# Mostow Rigidity: several proofs

Mostow rigidity (or, technically, the special case thereof, for $\mathrm{PO}(1,3)$) states that if M and N are two closed (i.e. compact and boundary-less) hyperbolic 3-manifolds, and $f: M \to N$ is a homotopy equivalence, then f is homotopic to an isometry $g: M \to N$.

This is a strong rigidity result. If M and N were hyperbolic surfaces, by contrast, there are plenty of homotopy equivalences between them which are not homotopic to isometries; indeed, this is the very subject of Teichmüller theory (technically, we’re looking at moduli space, not Teichmüller space, but eh.)

We can state it in algebraic terms, by identifying the hyperbolic 3-manifolds $M \cong \mathbb{H}^3 / \Gamma_M$ and $N \cong \mathbb{H}^3 / \Gamma_N$ with their respective fundamental groups $\Gamma_M = \pi_1(M)$ and $\Gamma_N = \pi_1(N)$, which are (uniform) lattices in $\mathrm{Isom}^+(\mathbb{H}^3) \cong \mathrm{PO}(1,3)$.

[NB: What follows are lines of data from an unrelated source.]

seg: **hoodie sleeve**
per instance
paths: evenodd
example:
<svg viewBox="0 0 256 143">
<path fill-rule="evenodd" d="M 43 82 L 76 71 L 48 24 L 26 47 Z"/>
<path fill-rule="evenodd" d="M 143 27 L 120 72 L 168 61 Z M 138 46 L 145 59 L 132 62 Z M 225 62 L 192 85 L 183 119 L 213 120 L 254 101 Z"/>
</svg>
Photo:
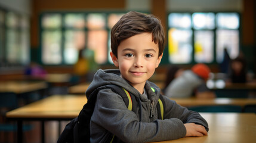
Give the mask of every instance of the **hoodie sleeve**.
<svg viewBox="0 0 256 143">
<path fill-rule="evenodd" d="M 201 125 L 209 131 L 207 122 L 198 112 L 189 110 L 187 108 L 177 104 L 175 101 L 163 96 L 165 102 L 164 117 L 166 119 L 176 118 L 183 123 L 195 123 Z"/>
<path fill-rule="evenodd" d="M 120 95 L 109 89 L 101 90 L 91 121 L 91 141 L 104 141 L 107 131 L 125 142 L 172 140 L 186 135 L 186 128 L 178 117 L 147 123 L 140 122 L 138 116 L 127 109 Z"/>
</svg>

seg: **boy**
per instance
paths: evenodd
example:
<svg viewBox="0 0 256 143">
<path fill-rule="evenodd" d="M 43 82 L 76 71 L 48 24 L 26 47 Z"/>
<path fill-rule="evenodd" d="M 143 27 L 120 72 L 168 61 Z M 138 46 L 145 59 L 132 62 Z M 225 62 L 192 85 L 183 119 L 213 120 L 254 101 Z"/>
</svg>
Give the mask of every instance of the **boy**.
<svg viewBox="0 0 256 143">
<path fill-rule="evenodd" d="M 199 113 L 166 97 L 165 120 L 158 120 L 160 89 L 147 80 L 160 63 L 164 41 L 161 22 L 152 15 L 131 11 L 112 28 L 110 55 L 119 70 L 98 70 L 86 94 L 116 85 L 134 95 L 138 107 L 130 111 L 112 89 L 99 91 L 91 119 L 91 142 L 146 142 L 207 135 L 208 124 Z"/>
</svg>

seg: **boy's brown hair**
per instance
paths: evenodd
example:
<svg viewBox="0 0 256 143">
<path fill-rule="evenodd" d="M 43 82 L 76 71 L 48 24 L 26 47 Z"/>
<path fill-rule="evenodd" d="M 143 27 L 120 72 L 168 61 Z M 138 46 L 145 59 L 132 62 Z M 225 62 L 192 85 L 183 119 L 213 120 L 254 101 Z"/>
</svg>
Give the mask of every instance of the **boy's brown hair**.
<svg viewBox="0 0 256 143">
<path fill-rule="evenodd" d="M 160 56 L 164 52 L 165 33 L 161 20 L 152 14 L 130 11 L 124 15 L 111 29 L 111 50 L 118 57 L 120 43 L 134 35 L 144 32 L 152 33 L 152 41 L 158 44 Z"/>
</svg>

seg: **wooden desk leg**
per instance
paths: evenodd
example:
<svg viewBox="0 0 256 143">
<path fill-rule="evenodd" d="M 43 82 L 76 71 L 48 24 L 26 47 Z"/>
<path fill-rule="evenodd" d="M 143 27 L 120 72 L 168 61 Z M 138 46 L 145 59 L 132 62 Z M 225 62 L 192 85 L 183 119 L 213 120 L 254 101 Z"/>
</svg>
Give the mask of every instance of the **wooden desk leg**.
<svg viewBox="0 0 256 143">
<path fill-rule="evenodd" d="M 23 141 L 23 129 L 22 129 L 22 120 L 18 120 L 17 121 L 17 142 L 22 143 Z"/>
<path fill-rule="evenodd" d="M 42 143 L 44 143 L 44 121 L 41 122 L 41 138 L 42 138 Z"/>
</svg>

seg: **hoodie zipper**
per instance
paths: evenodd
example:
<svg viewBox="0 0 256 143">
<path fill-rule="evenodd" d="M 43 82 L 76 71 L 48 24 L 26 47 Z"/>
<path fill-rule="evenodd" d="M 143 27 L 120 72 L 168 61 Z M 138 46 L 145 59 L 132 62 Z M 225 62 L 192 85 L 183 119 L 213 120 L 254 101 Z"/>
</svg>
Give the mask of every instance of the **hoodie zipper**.
<svg viewBox="0 0 256 143">
<path fill-rule="evenodd" d="M 155 115 L 153 114 L 153 108 L 154 107 L 154 105 L 155 102 L 153 101 L 150 104 L 150 110 L 149 113 L 149 119 L 150 119 L 150 120 L 152 120 L 152 119 L 153 119 L 155 117 Z"/>
</svg>

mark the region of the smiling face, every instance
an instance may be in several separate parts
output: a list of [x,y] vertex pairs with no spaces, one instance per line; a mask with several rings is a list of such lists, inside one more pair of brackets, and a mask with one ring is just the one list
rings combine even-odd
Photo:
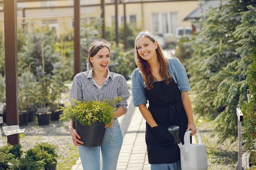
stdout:
[[141,57],[145,60],[148,60],[157,57],[156,49],[157,43],[153,42],[147,37],[142,37],[136,42],[137,53]]
[[110,52],[107,47],[100,49],[94,56],[90,57],[90,61],[93,64],[94,69],[106,71],[110,62]]

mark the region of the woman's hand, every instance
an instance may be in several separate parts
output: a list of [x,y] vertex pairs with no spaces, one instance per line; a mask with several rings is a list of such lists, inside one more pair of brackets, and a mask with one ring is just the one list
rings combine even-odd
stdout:
[[111,120],[111,123],[109,123],[109,124],[105,125],[105,128],[106,128],[107,127],[112,128],[113,126],[113,124],[114,124],[114,120],[112,119]]
[[73,141],[74,144],[75,146],[81,146],[83,144],[83,142],[79,139],[81,139],[81,137],[78,135],[78,133],[77,133],[76,130],[71,127],[70,128],[70,134],[71,134],[72,140]]

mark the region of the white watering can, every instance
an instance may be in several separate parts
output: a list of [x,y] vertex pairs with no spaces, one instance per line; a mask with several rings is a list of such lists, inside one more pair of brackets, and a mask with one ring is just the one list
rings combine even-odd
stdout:
[[203,144],[202,135],[199,130],[196,134],[198,144],[190,143],[191,130],[186,132],[184,135],[184,144],[182,145],[178,136],[180,127],[176,125],[171,126],[168,131],[174,137],[175,143],[177,143],[180,150],[180,162],[182,170],[207,170],[208,165],[206,155],[206,147]]

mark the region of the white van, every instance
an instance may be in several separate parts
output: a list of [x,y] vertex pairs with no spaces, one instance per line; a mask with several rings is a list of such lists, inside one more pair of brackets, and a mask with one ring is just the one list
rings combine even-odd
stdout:
[[192,35],[192,28],[191,26],[184,26],[177,27],[176,29],[175,37],[177,41],[179,41],[182,37],[186,36],[191,40]]

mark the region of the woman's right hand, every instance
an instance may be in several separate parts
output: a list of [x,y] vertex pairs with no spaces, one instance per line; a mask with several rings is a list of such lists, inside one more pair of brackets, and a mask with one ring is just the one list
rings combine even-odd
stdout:
[[74,129],[73,128],[70,128],[70,132],[72,137],[72,140],[75,146],[81,146],[83,144],[83,142],[79,139],[81,139],[81,137],[78,134],[76,129]]

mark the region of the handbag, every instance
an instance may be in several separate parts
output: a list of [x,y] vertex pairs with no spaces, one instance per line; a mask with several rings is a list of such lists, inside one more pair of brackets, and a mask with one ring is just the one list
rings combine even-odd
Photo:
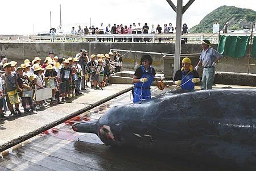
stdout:
[[11,105],[14,105],[20,102],[17,90],[7,91],[8,97]]

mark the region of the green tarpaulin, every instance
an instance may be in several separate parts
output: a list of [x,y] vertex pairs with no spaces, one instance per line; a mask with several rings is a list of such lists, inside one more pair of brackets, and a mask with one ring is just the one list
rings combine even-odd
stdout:
[[248,48],[250,36],[220,35],[218,52],[222,55],[242,57]]
[[256,59],[256,37],[253,37],[253,43],[251,46],[251,56]]

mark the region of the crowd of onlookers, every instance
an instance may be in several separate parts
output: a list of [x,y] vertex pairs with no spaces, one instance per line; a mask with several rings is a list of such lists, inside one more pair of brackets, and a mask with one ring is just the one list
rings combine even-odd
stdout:
[[[89,86],[97,90],[108,86],[111,73],[120,72],[122,66],[120,53],[93,54],[90,57],[88,54],[81,49],[74,57],[62,58],[50,52],[44,60],[39,57],[32,61],[26,59],[20,66],[3,58],[0,63],[0,119],[7,118],[4,113],[7,106],[10,116],[20,115],[20,101],[24,113],[32,112],[53,103],[62,104]],[[51,90],[51,97],[37,99],[37,91],[46,87]]]
[[[174,34],[175,32],[176,27],[174,27],[171,23],[170,23],[168,25],[164,24],[164,26],[162,27],[160,24],[158,24],[156,27],[154,24],[151,24],[151,28],[149,27],[147,23],[144,23],[144,26],[142,26],[140,23],[138,24],[133,23],[132,24],[123,25],[114,24],[113,26],[108,24],[108,26],[104,26],[103,23],[101,23],[100,26],[98,27],[94,27],[92,26],[90,27],[85,26],[84,28],[82,28],[81,26],[79,26],[78,29],[76,29],[75,27],[72,28],[70,34],[72,35],[95,35],[95,34]],[[53,30],[51,30],[51,35],[54,35],[55,32]],[[182,32],[183,34],[188,33],[188,28],[187,24],[184,23],[182,27]],[[56,34],[58,35],[63,35],[64,33],[63,30],[61,27],[59,27],[59,29],[56,31]],[[115,41],[115,40],[113,40],[111,38],[106,39],[107,41]],[[118,42],[122,41],[132,41],[131,38],[118,38],[117,39]],[[159,38],[159,42],[161,41],[162,39]],[[98,41],[101,42],[101,41],[105,41],[105,39],[98,38]],[[134,41],[139,42],[142,41],[150,41],[149,38],[142,39],[135,38],[134,39]],[[186,42],[187,40],[185,40]]]

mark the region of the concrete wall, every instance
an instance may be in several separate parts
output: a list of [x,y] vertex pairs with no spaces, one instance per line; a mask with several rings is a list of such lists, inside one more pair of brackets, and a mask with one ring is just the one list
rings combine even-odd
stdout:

Mostow rigidity then states any isomorphism between the lattices is given by conjugation in $\mathrm{PO}(1,3)$. Again, contrast this with the case of lattices in $\mathrm{Isom}^+(\mathbb{H}^2) \cong \mathrm{PO}(1,2)$ (i.e. fundamental groups of hyperbolic surfaces), which have plenty of outer automorphisms (elements of the [extended] mapping class group.)

Here we describe, at a relatively high level, various proofs of this result.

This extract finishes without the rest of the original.